Isaac Nebelsieck

So first off, I started off with more of a jungle theme because the main message behind my piece is like life and nature and like just what it is. So I thought jungle would be a perfect theme because there’s lots of life in jungles. Where as like here you have pine trees and stuff. I just feel like it is a lot more colorful in the jungle. You get to see more just general life and the main message behind my piece is to bring back the circle of life. I didn’t really tie it in with humans at all in the actual art piece but my message I think is that in our society we need to bring back the circle of life because we kind of have lost that. When we take stuff out of the earth we don’t really put back. We don’t put back more than what we are supposed to. Whereas like with birds for example you see they’ll eat fruit they take from the trees and then they’ll poop out the seeds and then plant new life. I feel like as humans we have lost that. I wanted to just show kind of the beauty of nature and that’s also why I went with a beach because it’s open, it’s peaceful and you almost can look at the ocean. In certain places you can see how untouched it is but in certain places you can see how much we have touched it and how much for example plastic we have put into it and how much we have taken from the earth and then put back but not in the most positive way; put back in an awful way, instead of helping it [earth].

I kind of see it as something, as some environment we’ve impacted but we don’t really know we’ve impacted it. When I am walking through streets and stuff, I see all this garbage on the ground, I am thinking ‘you know we put all this waste into the earth and not that many people know that they are actually doing that.’ You go to the supermarket and you buy a plastic jar for example. You throw it away. You think ‘oh, this isn’t really going to go int the planet somewhere.’ In reality it ends up going somewhere. It ends up going in the planet. I think it is just kind of sad that it has become kind of our reality. What we use just becomes trash on the ground. I think as humans, we just need to learn how to put back into the earth. How I have grown up my family has really taught me that message ‘put back what you take’ and that means either planting or if you can clean up, clean up when you have the chance too and sometimes that is difficult to do. We really just need to focus on how we can make our world beautiful again instead of a garbage can kind of what it has become. Treat it more as some beautiful thing that we have, that is a privilege to have and you just kind of mess it all up.

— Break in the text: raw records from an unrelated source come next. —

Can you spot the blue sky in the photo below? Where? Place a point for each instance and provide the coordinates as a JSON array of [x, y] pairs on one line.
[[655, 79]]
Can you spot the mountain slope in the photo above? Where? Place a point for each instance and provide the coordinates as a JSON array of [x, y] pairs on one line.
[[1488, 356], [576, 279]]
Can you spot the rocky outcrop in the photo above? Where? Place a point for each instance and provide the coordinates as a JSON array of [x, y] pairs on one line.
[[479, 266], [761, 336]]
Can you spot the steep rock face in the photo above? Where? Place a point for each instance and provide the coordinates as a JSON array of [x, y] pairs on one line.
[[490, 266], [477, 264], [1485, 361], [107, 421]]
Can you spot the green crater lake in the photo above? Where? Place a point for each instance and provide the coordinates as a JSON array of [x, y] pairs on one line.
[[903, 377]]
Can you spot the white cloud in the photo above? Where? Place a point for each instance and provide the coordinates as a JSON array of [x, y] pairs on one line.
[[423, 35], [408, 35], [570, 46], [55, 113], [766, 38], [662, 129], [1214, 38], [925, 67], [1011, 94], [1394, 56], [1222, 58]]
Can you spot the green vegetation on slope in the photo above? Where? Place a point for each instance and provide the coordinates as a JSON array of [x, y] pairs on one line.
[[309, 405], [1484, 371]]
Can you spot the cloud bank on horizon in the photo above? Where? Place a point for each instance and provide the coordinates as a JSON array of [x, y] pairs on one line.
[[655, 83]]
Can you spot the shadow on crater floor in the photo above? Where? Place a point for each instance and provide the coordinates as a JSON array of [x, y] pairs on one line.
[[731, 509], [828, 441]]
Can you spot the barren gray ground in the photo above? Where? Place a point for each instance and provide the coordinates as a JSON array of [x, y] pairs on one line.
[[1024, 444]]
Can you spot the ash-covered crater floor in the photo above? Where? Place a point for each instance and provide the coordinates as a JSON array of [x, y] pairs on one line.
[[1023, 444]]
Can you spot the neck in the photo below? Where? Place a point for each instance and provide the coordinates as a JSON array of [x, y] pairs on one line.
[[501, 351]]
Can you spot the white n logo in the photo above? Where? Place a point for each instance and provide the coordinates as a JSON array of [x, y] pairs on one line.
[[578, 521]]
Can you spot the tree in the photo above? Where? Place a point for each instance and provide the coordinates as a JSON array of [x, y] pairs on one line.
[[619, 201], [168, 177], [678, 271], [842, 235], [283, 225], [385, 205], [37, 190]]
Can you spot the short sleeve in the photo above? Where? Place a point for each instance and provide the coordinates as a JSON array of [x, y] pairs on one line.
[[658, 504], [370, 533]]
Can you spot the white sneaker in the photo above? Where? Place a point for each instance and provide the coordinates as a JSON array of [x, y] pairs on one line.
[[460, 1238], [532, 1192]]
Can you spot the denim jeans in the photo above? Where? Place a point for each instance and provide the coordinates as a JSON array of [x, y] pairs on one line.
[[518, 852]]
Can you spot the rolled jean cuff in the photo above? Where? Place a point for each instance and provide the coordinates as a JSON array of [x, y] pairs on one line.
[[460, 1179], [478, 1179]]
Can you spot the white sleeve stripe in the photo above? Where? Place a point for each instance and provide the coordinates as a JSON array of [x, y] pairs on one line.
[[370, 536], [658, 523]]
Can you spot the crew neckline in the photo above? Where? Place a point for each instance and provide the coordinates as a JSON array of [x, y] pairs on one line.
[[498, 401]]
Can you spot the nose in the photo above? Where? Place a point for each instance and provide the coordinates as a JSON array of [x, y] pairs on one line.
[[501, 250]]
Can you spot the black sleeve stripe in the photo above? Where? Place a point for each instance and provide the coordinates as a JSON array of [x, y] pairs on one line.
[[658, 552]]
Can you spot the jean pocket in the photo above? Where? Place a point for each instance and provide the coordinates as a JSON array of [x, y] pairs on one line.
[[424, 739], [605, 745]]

I like to kind of go with messy almost but not like completely perfect. That is just how I kind of like to draw. Nothing is really perfect. I feel the little mess ups make it what it is, kind of puts your own uniqueness into it almost. One thing that I also represent in this is, you can’t nowadays go to a nice beach like this without seeing garbage because it is always there, no matter where you go, there is always going to be garbage really. It [the drawing] kind of represents what we could see. We could see a beautiful beach with a beautiful sunset and beautiful plants growing. Instead we like to throw away and we haven’t gotten the chance to see that.

Bring back the circle of life. by Isaac Nebelsieck

In collaboration with Isaac Bring back the Circle of Life will be a dance choreography at Gonzaga’s Magnuson Theatre, June 2021.

* Anonymous TCS

What do you see, what do you envision?

I see a world that has no hope left because humans have destroyed ever beautiful things in the world. 

 

Do you have any concerns? What needs to change?

Everything needs to change. People need to know that we are going in the wrong direction. We need to focus on bringing the world back to health. We need to become more independent.